Creating custom explainers • survex

The survex package strives to include the functionality for the automatic creation of explainers for as many survival models as possible. However, it is impossible to include them all because of the great variety of available packages and models. We provide the functionality to create an explainer for any survival model manually.

Automatic explainer creation

In the best case, creating an explainer for your desired model is already implemented. This means that everything can be extracted from the model object (sometimes, you need to set additional parameters). For example, this is the case for the proportional hazards model from the survival package:

library(survex)
library(survival)

cph <- coxph(Surv(time, status) ~ ., data = veteran, model = TRUE, x = TRUE)

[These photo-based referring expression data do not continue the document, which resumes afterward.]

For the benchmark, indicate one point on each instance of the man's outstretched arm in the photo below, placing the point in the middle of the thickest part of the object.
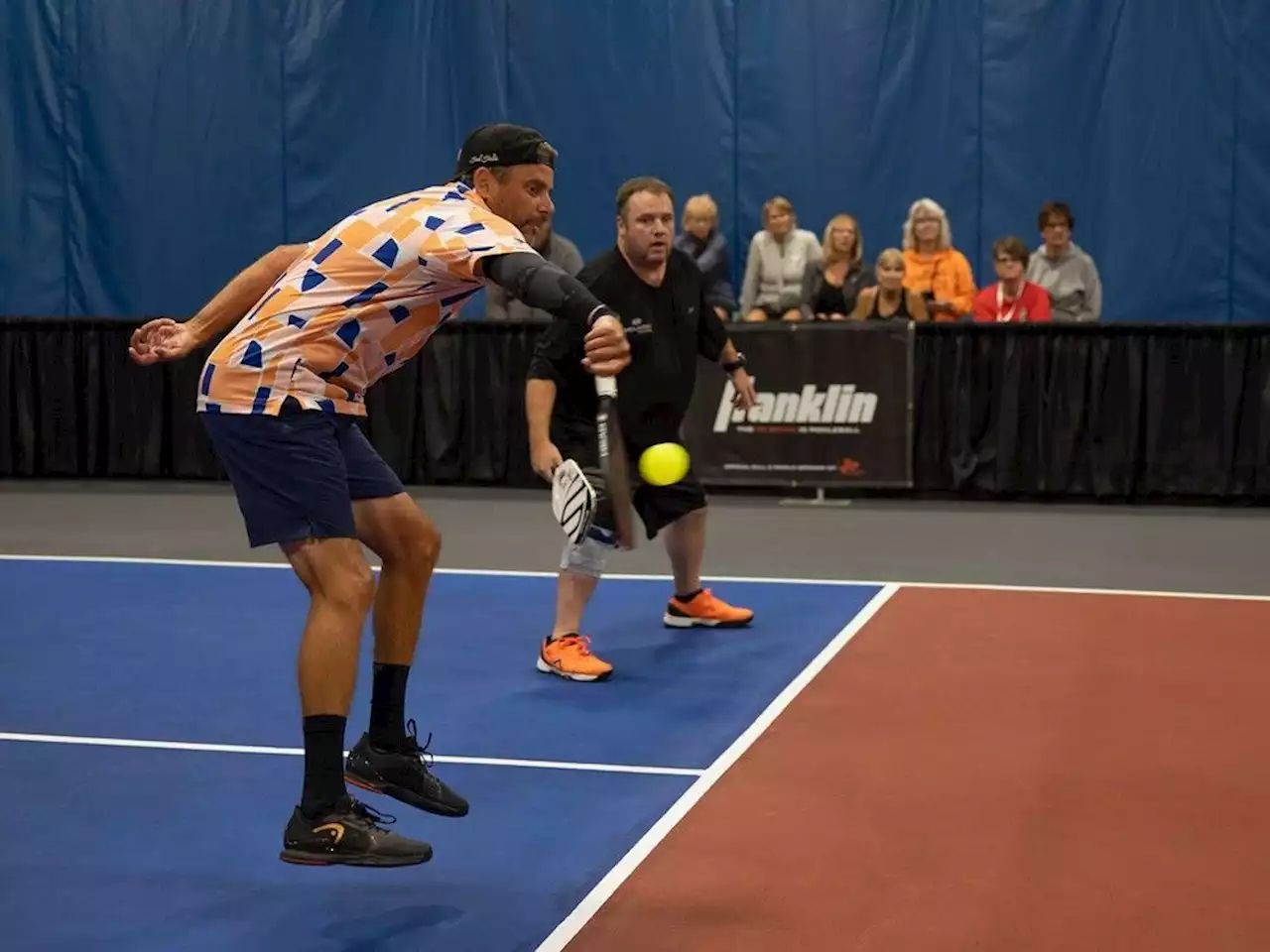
(164, 339)
(539, 284)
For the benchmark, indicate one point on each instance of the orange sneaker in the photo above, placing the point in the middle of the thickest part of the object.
(705, 610)
(570, 656)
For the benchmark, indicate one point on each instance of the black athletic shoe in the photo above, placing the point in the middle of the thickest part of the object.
(349, 834)
(403, 775)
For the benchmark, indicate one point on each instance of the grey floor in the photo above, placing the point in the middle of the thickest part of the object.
(1065, 546)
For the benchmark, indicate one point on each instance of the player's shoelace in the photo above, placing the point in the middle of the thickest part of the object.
(416, 749)
(580, 642)
(372, 817)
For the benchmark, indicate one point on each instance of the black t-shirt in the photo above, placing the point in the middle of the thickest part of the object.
(667, 326)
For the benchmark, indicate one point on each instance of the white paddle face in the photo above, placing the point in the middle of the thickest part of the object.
(572, 500)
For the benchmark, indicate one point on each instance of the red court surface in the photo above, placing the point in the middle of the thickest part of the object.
(993, 771)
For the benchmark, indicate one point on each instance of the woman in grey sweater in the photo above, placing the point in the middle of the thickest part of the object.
(1065, 270)
(779, 254)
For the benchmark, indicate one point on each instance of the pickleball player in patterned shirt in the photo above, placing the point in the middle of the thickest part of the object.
(310, 329)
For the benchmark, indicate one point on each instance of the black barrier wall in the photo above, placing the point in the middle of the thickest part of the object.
(834, 411)
(1139, 413)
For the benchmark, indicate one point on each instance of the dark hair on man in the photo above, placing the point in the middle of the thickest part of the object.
(1055, 209)
(1012, 248)
(644, 182)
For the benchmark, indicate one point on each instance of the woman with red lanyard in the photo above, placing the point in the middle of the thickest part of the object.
(1012, 298)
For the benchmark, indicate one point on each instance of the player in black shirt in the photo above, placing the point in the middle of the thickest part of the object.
(659, 294)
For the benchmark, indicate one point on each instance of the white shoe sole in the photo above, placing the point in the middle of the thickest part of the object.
(679, 621)
(549, 669)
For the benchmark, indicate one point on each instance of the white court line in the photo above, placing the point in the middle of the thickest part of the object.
(299, 752)
(725, 579)
(595, 898)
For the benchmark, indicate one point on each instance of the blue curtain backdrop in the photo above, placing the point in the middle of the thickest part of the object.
(150, 150)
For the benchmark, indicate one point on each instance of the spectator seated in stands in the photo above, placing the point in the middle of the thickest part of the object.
(832, 285)
(889, 298)
(779, 254)
(935, 268)
(500, 306)
(705, 244)
(1011, 298)
(1064, 268)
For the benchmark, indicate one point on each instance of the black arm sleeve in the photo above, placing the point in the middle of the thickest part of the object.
(536, 282)
(711, 333)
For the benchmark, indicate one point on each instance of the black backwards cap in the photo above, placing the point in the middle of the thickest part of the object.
(503, 144)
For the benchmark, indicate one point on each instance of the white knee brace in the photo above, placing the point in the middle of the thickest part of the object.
(585, 557)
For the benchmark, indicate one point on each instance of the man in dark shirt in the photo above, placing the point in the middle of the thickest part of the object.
(661, 295)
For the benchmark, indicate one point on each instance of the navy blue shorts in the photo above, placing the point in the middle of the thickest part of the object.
(298, 474)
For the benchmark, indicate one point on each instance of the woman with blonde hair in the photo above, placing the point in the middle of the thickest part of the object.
(702, 241)
(779, 254)
(889, 298)
(933, 266)
(832, 285)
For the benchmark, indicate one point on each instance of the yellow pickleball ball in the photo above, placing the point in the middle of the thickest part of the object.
(663, 463)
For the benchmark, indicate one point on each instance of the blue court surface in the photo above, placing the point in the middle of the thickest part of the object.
(114, 847)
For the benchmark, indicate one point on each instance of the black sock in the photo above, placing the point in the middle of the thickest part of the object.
(388, 705)
(324, 765)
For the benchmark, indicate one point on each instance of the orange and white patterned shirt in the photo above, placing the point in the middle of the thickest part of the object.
(361, 301)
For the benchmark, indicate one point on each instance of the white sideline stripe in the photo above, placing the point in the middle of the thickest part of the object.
(737, 579)
(595, 898)
(299, 752)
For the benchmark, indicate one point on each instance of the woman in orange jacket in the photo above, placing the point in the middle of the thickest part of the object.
(933, 267)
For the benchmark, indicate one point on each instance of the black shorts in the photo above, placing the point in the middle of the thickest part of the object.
(298, 474)
(657, 506)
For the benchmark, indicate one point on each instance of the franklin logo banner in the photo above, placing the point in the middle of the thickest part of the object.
(834, 409)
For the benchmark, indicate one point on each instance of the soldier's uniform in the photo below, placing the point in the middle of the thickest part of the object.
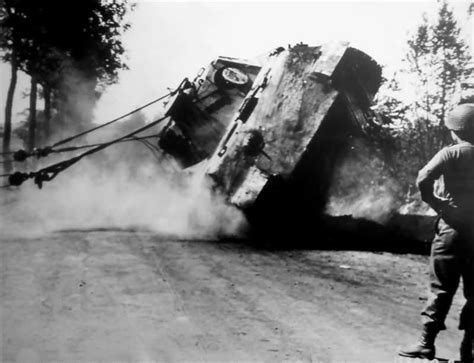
(452, 251)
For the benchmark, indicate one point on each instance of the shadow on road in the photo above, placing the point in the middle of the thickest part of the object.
(401, 234)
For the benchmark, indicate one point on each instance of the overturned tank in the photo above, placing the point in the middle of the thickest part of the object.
(268, 133)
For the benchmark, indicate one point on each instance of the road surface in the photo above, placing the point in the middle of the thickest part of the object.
(89, 296)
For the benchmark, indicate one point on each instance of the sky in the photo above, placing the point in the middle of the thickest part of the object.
(168, 41)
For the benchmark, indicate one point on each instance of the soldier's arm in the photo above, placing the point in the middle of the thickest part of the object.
(426, 178)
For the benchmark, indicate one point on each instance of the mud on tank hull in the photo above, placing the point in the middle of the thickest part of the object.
(270, 142)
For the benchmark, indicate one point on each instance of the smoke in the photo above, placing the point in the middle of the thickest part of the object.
(127, 195)
(362, 188)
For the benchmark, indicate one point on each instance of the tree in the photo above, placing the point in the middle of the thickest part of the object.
(411, 128)
(437, 57)
(72, 57)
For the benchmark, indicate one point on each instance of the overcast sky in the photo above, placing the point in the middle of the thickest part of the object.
(172, 40)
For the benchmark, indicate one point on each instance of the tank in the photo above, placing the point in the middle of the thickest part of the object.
(268, 133)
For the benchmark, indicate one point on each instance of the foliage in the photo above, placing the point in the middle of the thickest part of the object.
(73, 49)
(413, 104)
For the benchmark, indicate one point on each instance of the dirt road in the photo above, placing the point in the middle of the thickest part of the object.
(90, 296)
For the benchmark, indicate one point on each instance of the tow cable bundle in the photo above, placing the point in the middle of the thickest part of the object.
(50, 172)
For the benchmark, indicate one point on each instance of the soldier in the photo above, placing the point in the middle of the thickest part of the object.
(452, 251)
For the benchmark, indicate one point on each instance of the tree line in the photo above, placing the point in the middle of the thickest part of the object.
(71, 50)
(412, 105)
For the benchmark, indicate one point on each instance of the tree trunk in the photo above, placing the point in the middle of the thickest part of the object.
(32, 118)
(8, 115)
(47, 113)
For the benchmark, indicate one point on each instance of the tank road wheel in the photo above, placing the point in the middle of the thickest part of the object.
(230, 77)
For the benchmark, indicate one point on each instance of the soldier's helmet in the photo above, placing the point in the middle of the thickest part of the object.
(461, 118)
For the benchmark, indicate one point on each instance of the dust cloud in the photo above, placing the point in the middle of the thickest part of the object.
(362, 188)
(117, 190)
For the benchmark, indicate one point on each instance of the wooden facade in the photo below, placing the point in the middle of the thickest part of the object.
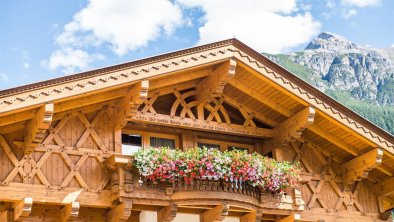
(62, 157)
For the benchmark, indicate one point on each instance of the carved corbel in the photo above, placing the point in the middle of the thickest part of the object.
(23, 208)
(70, 212)
(36, 127)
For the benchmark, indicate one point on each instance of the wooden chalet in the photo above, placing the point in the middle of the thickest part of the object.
(65, 143)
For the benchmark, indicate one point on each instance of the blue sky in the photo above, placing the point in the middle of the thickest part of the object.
(46, 39)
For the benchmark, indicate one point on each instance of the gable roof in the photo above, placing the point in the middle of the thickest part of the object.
(119, 75)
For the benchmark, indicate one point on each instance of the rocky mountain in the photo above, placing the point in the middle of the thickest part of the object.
(360, 77)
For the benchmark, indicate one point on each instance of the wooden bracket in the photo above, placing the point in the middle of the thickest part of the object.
(128, 104)
(23, 208)
(36, 127)
(291, 128)
(217, 213)
(213, 85)
(167, 214)
(69, 212)
(120, 212)
(291, 218)
(359, 167)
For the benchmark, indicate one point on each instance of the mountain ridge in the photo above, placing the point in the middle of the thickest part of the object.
(359, 77)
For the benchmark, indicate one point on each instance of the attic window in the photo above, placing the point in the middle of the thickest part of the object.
(131, 143)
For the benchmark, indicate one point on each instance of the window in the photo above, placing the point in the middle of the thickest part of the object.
(162, 142)
(131, 143)
(209, 145)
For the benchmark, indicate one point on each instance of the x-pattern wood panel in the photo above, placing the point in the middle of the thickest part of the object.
(346, 196)
(28, 168)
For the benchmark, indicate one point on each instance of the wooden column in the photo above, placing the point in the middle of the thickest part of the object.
(217, 213)
(167, 214)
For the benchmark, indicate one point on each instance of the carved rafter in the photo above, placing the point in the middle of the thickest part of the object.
(213, 85)
(266, 100)
(291, 218)
(69, 212)
(291, 128)
(128, 105)
(120, 212)
(23, 208)
(36, 127)
(359, 167)
(167, 214)
(217, 213)
(386, 187)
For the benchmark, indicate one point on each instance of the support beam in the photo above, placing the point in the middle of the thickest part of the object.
(120, 212)
(213, 85)
(69, 212)
(291, 218)
(359, 167)
(167, 214)
(217, 213)
(36, 127)
(291, 128)
(249, 217)
(335, 140)
(188, 123)
(386, 187)
(23, 208)
(266, 100)
(128, 104)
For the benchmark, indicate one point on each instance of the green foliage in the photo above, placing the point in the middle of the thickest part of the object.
(382, 116)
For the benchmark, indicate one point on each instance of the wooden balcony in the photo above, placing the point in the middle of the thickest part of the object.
(228, 198)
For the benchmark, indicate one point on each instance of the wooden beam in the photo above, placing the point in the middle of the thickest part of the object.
(386, 187)
(23, 208)
(335, 140)
(291, 129)
(291, 218)
(128, 105)
(69, 211)
(236, 104)
(217, 213)
(249, 217)
(359, 167)
(188, 123)
(167, 214)
(213, 85)
(36, 128)
(120, 212)
(266, 100)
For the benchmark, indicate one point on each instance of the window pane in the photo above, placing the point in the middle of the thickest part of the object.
(131, 143)
(161, 142)
(209, 146)
(237, 148)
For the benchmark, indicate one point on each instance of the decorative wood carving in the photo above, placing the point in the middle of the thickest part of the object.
(359, 167)
(120, 212)
(167, 214)
(217, 213)
(36, 127)
(213, 85)
(69, 212)
(129, 103)
(23, 208)
(291, 129)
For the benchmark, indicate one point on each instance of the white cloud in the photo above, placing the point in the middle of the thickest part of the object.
(265, 25)
(361, 3)
(4, 77)
(123, 24)
(349, 13)
(26, 65)
(69, 60)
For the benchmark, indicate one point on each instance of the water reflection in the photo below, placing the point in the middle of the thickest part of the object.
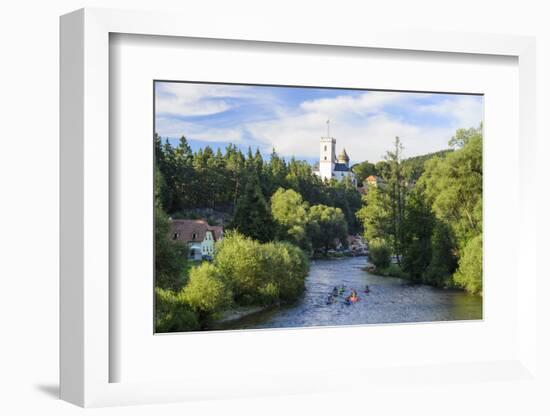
(390, 300)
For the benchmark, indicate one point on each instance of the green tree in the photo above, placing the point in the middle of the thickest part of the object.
(260, 273)
(418, 226)
(290, 214)
(470, 270)
(172, 313)
(379, 253)
(375, 214)
(454, 187)
(170, 256)
(252, 214)
(205, 292)
(463, 136)
(395, 189)
(327, 227)
(363, 170)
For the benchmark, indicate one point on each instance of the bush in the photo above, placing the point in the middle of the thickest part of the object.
(170, 256)
(379, 253)
(172, 313)
(258, 273)
(470, 267)
(206, 293)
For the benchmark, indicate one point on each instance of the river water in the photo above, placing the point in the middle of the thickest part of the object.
(391, 300)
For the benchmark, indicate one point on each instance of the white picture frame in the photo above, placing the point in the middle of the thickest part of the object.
(85, 220)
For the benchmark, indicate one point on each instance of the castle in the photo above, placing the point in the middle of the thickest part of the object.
(330, 166)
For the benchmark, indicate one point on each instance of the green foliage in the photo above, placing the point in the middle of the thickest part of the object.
(379, 253)
(172, 313)
(290, 214)
(375, 214)
(463, 136)
(429, 208)
(260, 273)
(170, 256)
(327, 226)
(444, 256)
(413, 167)
(363, 170)
(417, 230)
(252, 214)
(205, 292)
(470, 269)
(454, 187)
(221, 180)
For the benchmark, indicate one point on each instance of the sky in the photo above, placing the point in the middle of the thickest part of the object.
(292, 120)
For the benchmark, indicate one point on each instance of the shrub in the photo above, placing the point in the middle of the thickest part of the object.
(379, 253)
(172, 313)
(470, 266)
(261, 273)
(205, 292)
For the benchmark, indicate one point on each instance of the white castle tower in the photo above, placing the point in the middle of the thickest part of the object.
(331, 167)
(327, 160)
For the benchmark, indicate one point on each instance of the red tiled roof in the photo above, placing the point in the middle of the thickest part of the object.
(194, 230)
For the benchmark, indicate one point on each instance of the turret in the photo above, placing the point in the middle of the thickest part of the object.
(343, 158)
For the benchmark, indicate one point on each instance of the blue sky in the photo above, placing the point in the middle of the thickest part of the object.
(292, 120)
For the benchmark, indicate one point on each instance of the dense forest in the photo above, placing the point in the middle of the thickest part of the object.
(432, 225)
(422, 221)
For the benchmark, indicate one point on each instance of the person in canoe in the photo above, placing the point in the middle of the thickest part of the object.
(352, 298)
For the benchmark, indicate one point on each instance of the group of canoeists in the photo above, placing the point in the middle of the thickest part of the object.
(348, 300)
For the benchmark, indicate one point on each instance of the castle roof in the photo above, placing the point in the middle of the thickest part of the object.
(343, 156)
(341, 167)
(185, 230)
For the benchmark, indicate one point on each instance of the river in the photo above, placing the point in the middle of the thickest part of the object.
(390, 300)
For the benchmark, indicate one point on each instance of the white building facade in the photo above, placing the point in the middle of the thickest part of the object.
(332, 166)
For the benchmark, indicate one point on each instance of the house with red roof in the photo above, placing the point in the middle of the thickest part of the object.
(199, 236)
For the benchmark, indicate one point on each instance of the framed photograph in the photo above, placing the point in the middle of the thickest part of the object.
(238, 212)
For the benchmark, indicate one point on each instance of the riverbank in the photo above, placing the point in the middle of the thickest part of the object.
(239, 312)
(394, 271)
(390, 300)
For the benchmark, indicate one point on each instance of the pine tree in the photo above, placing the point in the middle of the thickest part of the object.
(252, 213)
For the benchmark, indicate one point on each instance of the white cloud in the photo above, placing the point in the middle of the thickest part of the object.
(365, 123)
(174, 98)
(364, 128)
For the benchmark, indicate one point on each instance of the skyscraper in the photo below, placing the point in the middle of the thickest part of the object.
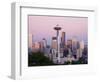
(57, 28)
(30, 41)
(63, 39)
(54, 43)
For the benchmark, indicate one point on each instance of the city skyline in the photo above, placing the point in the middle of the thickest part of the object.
(42, 27)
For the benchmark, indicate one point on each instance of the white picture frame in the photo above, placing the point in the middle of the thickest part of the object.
(19, 67)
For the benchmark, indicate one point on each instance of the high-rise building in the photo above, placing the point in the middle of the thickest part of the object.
(54, 43)
(30, 41)
(69, 44)
(63, 39)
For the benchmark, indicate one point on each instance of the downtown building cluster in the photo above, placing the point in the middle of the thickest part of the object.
(60, 51)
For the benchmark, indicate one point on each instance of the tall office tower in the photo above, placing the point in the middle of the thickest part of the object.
(69, 44)
(54, 43)
(63, 39)
(74, 43)
(81, 47)
(36, 46)
(30, 42)
(44, 42)
(57, 28)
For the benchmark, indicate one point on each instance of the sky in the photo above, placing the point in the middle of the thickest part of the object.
(43, 27)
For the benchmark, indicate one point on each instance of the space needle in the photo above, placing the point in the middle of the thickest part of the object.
(57, 28)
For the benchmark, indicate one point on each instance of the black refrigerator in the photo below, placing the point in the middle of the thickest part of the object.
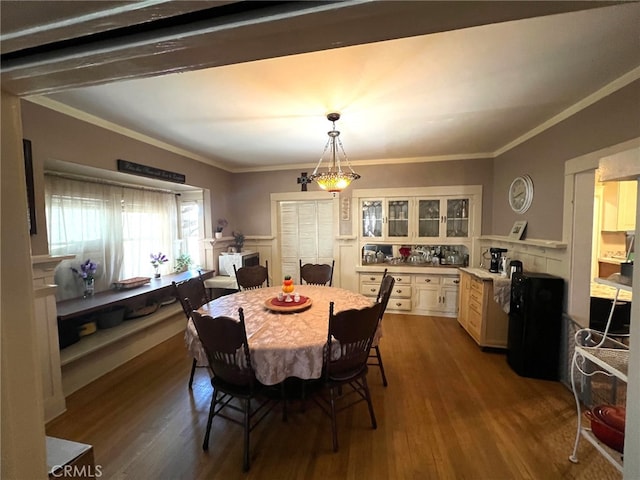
(535, 325)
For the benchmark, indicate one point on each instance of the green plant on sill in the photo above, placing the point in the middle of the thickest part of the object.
(182, 263)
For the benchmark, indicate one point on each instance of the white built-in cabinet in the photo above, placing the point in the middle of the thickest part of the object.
(429, 215)
(417, 216)
(436, 294)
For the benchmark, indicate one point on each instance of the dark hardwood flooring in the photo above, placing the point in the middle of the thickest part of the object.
(451, 411)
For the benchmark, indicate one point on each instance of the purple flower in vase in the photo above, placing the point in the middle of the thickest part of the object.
(87, 270)
(158, 259)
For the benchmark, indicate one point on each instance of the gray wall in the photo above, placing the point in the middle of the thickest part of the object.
(610, 121)
(244, 198)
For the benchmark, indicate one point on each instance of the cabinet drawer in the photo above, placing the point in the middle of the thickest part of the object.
(403, 304)
(369, 289)
(401, 291)
(371, 278)
(475, 306)
(452, 281)
(401, 279)
(475, 295)
(474, 322)
(477, 285)
(427, 279)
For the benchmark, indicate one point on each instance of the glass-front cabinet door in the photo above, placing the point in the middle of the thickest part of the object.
(457, 223)
(429, 218)
(386, 219)
(372, 218)
(398, 218)
(443, 218)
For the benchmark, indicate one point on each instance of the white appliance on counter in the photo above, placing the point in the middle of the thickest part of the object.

auto_cph_explainer <- explain(cph)
#> Preparation of a new explainer is initiated 
#>   -> model label       :  coxph (  default  ) 
#>   -> data              :  137  rows  6  cols (  extracted from the model  ) 
#>   -> target variable   :  137  values ( 128 events and 9 censored , censoring rate = 0.066 ) (  extracted from the model  ) 
#>   -> times             :  50 unique time points , min = 1.5 , median survival time = 80 , max = 999 
#>   -> times             :  (  generated from y as uniformly distributed survival quantiles based on Kaplan-Meier estimator  ) 
#>   -> predict function  :  predict.coxph with type = 'risk' will be used (  default  ) 
#>   -> predict survival function  :  predictSurvProb.coxph will be used (  default  ) 
#>   -> predict cumulative hazard function  :  -log(predict_survival_function) will be used (  default  ) 
#>   -> model_info        :  package survival , ver. 3.7.0 , task survival (  default  ) 
#>   A new explainer has been created!

It can be seen that the only required parameter of the explain() function is the proportional hazards model itself. However, we needed to set model = TRUE, x = TRUE while creating it. If you forget to set these arguments, an error will be shown.

Manual explainer creation

The next base case is when all types of predictions can be made using your desired model. It is then possible to manually create an explainer using the explain_survival() function. Let’s look at an example - how to set all parameters of a coxph explainer by hand:

cph <- coxph(Surv(time, status) ~ ., data=veteran)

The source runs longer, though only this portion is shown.